Question

Derive the rate equation for the rate constant of a first order reaction and show that the time required for the completion of half of the first order reaction is independent of initial concentration.

Derive an expression for half-life period in case of a first order reaction and show that it is independent of initial concentration.

Answer 1

Consider a first-order reaction

\[\ce{A -> Products}\]

The differential rate law is:

\[\ce{-\frac{d[A]}{dt} = k[A]}\]    ...(1)

where [A] is the concentration of A at time t and k is the rate constant.

\[\ce{\frac{d[A]}{[A]} = -k * dt}\]    ...(2)

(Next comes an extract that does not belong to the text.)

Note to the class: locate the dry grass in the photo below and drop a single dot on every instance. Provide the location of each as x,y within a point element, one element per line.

Integrating Eq. (2) between limit [A] = [A]₀ at t = 0 and [A] = [A]_t at t = t

\[\int\limits_{[A]_0}^{[A]_t}\frac {d[A]}{[A]} = -k\int\limits_{0}^{t}dt\]

on integration

ln[A]_t ​− ln[A]₀ ​= −kt

\[\ce{ln \frac{[A]_t}{[A]_0} = -kt}\]    ...(3)

From Eq. (3),

\[\ce{k = \frac{1}{t} ln \frac{[A]_0}{[A]_t}}\]

= \[\ce{\frac{2.303}{t} log \frac{[A]_0}{[A]_t}}\]

= − kt    ...(3)

Eq. (4) is the integrated rate equation for a first-order reaction.

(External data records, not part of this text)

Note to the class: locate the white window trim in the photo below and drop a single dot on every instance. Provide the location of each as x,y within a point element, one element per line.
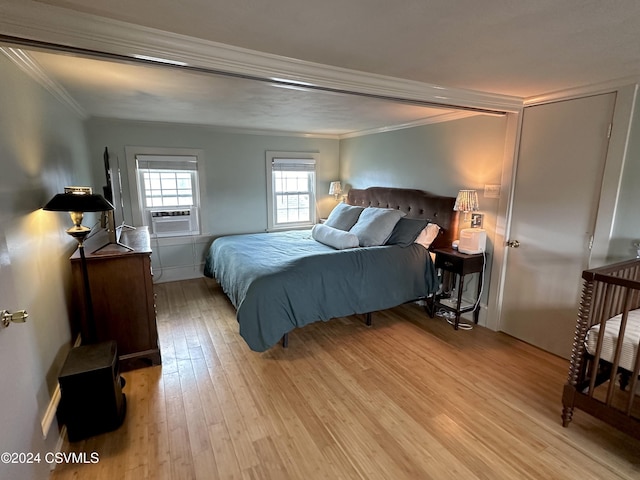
<point>270,155</point>
<point>132,175</point>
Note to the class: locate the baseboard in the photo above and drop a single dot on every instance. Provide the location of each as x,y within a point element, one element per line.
<point>174,274</point>
<point>50,413</point>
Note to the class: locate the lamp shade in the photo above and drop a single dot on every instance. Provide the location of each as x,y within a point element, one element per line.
<point>467,201</point>
<point>78,202</point>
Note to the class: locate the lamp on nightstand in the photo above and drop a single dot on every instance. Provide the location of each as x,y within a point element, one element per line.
<point>335,189</point>
<point>467,201</point>
<point>76,201</point>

Half-Life (t_1/2​) of a First-Order Reaction

At t = t_1/2, \[\ce{[A]_t = \frac{[A]_0}{2}}\], Substituting into Eq. (3)

\[\ce{ln \frac{\frac{[A]_0}{2}}{[A]_0} = -kt_{1/2}}\]

\[\ce{ln \frac{1}{2} = -kt_{1/2}}\]

\[\ce{t_{1/2} = \frac{ln 2}{k}}\]

= \[\ce{\frac{0.693}{k}}\]     ...(5)

From Eq. (5), the half-life t_1/2 depends only on the rate constant k and is independent of the initial concentration [A]₀ for a first-order reaction.